The offer is equivalent to CHF0.67 per share. GAM has some CHF23.3 billion assets under management and advice as at March 31, and the combination of the firms would create a global asset manager with GBP53 billion AuMA.
Should the acquisition receive shareholder approval, Liontrust expects it to complete in the fourth quarter. GAM shareholders will have a 12.6% stake in the enlarged Liontrust.
On AIM, Mothercare fell 20%.
The retailer of products for parents and young children said it has begun refinancing discussions with its lender over an existing debt facility.
Following recent interest rate increases, the interest on the loan is around 18.2%.
"Coupled with the extended time to return to pre-pandemic retail sales levels, particularly in our Middle Eastern markets...[it] means the board's current forecasts for continuing operations show the group may require waivers to future periods’ covenant tests," the firm warned.

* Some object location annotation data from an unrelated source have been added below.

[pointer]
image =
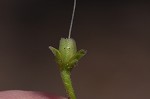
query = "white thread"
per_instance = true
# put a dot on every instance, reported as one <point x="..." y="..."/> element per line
<point x="74" y="7"/>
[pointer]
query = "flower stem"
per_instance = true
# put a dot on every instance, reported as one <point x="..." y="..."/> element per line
<point x="65" y="75"/>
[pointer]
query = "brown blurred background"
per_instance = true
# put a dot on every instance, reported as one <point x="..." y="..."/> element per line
<point x="115" y="34"/>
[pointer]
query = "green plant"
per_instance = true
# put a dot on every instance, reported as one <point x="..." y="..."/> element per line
<point x="67" y="57"/>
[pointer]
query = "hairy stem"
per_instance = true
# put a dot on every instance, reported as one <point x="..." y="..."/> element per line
<point x="65" y="75"/>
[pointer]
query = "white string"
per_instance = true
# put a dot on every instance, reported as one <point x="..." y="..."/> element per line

Mothercare is also looking at financing alternatives, including equity and equity linked structures, for further flexibility and to cut cash financing costs.
"For the avoidance of doubt the group does not require (and is not seeking through this refinancing) additional liquidity," the firm stressed.
Gold was quoted at USD2,035.66 an ounce early Thursday, higher than USD2,025.44 on Wednesday.
In Asia on Thursday, markets in Japan were closed for Greenery Day. The S&P/ASX 200 in Sydney closed marginally lower. The Hang Seng index in Hong Kong was up 1.0%.
In China, the Shanghai Composite closed up 0.8%, the Shanghai market reopening for the first time since Friday last week after an extended Labour Day holiday in China.
The Caixin manufacturing purchasing managers' index fell to 49.5 points in April from 50.0 in March. Falling below the 50-point mark that separates expansion from contraction, it points to a slight deterioration in the sector.
"A recent slew of official first-quarter economic data beat market expectations, suggesting that China's economy was recovering at a fast pace after the country lifted Covid controls. Yet it remains to be seen if the rebound is sustainable after a short-term release of pent-up demand," said Wang Ze, Caixin senior economist.
In the economic calendar, in addition to the ECB decision, there are services PMI prints from the UK and the EU starting from 0900 BST.